AMP CI Reports

NZ Cash, Bonds underperform while Equities outperform
AMPCI reports on its three NZ funds

New Zealand Cash Fund

Over the 31 March 2006 to 31 March 2007 period, indicators continued to suggest that the economy remained in good health with a buoyant housing market and strong domestic demand. This was of some concern to the Reserve Bank of New Zealand (RBNZ), given it had been relying on a slower economy to help bring inflation down. Hence, the RBNZ not only left the OCR at 7.25% for all of 2006, but also increased it 25 basis points (bps) to 7.50% in March 2007 and indicated that further tightening may be required.

The benchmark, the NZX Bill Index, returned 7.8% for the year compared to the Fund which underperformed, returning 7.7%. Several times the portfolio was positioned to benefit from the expected end of the monetary policy tightening. This process has taken longer than expected, largely due to the continued strength in the housing sector. At 7.75% (from 26 April 2007), we believe the rate rises are either over or, at most, one rise away from completing this cycle’s tightening. The Manager is locking in these higher rates for terms longer than index, which should add value through the rest of 2007.
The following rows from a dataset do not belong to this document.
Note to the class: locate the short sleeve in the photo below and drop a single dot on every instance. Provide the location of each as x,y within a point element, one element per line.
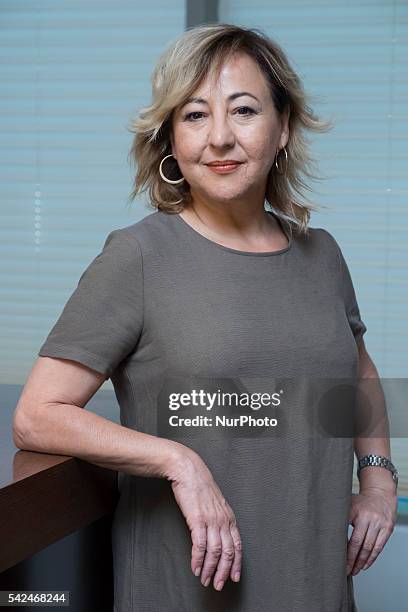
<point>350,301</point>
<point>102,320</point>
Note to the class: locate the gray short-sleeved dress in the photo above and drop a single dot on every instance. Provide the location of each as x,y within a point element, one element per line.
<point>160,300</point>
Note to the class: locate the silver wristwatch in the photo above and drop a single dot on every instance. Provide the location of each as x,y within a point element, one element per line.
<point>378,460</point>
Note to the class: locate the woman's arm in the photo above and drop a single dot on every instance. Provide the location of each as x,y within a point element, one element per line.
<point>373,511</point>
<point>50,418</point>
<point>373,476</point>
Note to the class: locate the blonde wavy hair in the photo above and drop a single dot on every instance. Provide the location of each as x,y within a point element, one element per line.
<point>178,72</point>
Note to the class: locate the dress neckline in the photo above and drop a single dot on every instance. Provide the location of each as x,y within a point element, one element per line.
<point>237,251</point>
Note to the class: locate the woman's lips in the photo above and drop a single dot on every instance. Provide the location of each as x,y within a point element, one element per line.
<point>224,169</point>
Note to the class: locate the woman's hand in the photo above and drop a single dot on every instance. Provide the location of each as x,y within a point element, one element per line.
<point>215,536</point>
<point>373,514</point>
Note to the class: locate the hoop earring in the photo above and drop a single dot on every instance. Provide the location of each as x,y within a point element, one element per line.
<point>165,178</point>
<point>286,161</point>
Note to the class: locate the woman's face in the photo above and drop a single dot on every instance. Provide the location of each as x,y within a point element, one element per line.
<point>224,126</point>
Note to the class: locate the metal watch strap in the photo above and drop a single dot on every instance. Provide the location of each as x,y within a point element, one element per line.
<point>379,461</point>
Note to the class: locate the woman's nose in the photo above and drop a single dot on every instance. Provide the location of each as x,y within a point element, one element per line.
<point>221,133</point>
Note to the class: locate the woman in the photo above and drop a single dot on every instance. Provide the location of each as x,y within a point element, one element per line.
<point>213,288</point>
The Fund returned 7.3% and 6.7% over the three- and five-year periods respectively, outperforming the benchmark by 10 bps in both cases.

New Zealand Bonds Fund

Bond returns were relatively low in New Zealand over the past year. This mainly reflected low running yields and also some capital losses as yields rose modestly.

The benchmark for the Fund, the NZX NZ Government Stock Gross Return Index, returned 3.8% while the Fund returned 3.7%. The strong housing market has been a significant drag on fixed interest performance. With floating mortgage rates significantly higher than fixed rates, the majority of borrowing is occurring for terms of two years or longer. This puts strain on the gap between government rates and bank (or ‘swap’) rates. Bank rates move higher as banks borrow for terms to match their mortgage lending. This activity causes any non-government securities in your portfolio to underperform government securities. Around half the assets in your portfolio are in non-government securities.

The Fund returned 5.3% and 6.8% for the three- and five-year periods respectively outperforming the benchmark, which returned 5.1% for the three-year period and 6.4% over five years.


New Zealand Equities Fund

During 2006, New Zealand shares yet again managed to come in way ahead of most investors’ expectations. This was partly due to a wave of merger and acquisition activity, but also because of supportive equity markets globally and because company profits did not deteriorate too much given the relatively mild economic slowdown. New Zealand shares started 2007 a little slower, with New Zealand being one of the worst performing developed markets with disappointing earnings and earnings guidance hindering performance.

The Fund returned 24.7% for the year, outperforming the benchmark (the NZX 50 Gross Index) by 11.7 percentage points, which returned 13%.The portfolio benefited from overweight positions in Rakon, Gulliver’s Travel and the Warehouse Group and an underweight position in Telecom New Zealand.

Over the three-year period, the Fund returned 24.7% while the benchmark returned 17.7%, and over the five-year period, the Fund returned 20.5% outperforming the benchmark at 16.0%.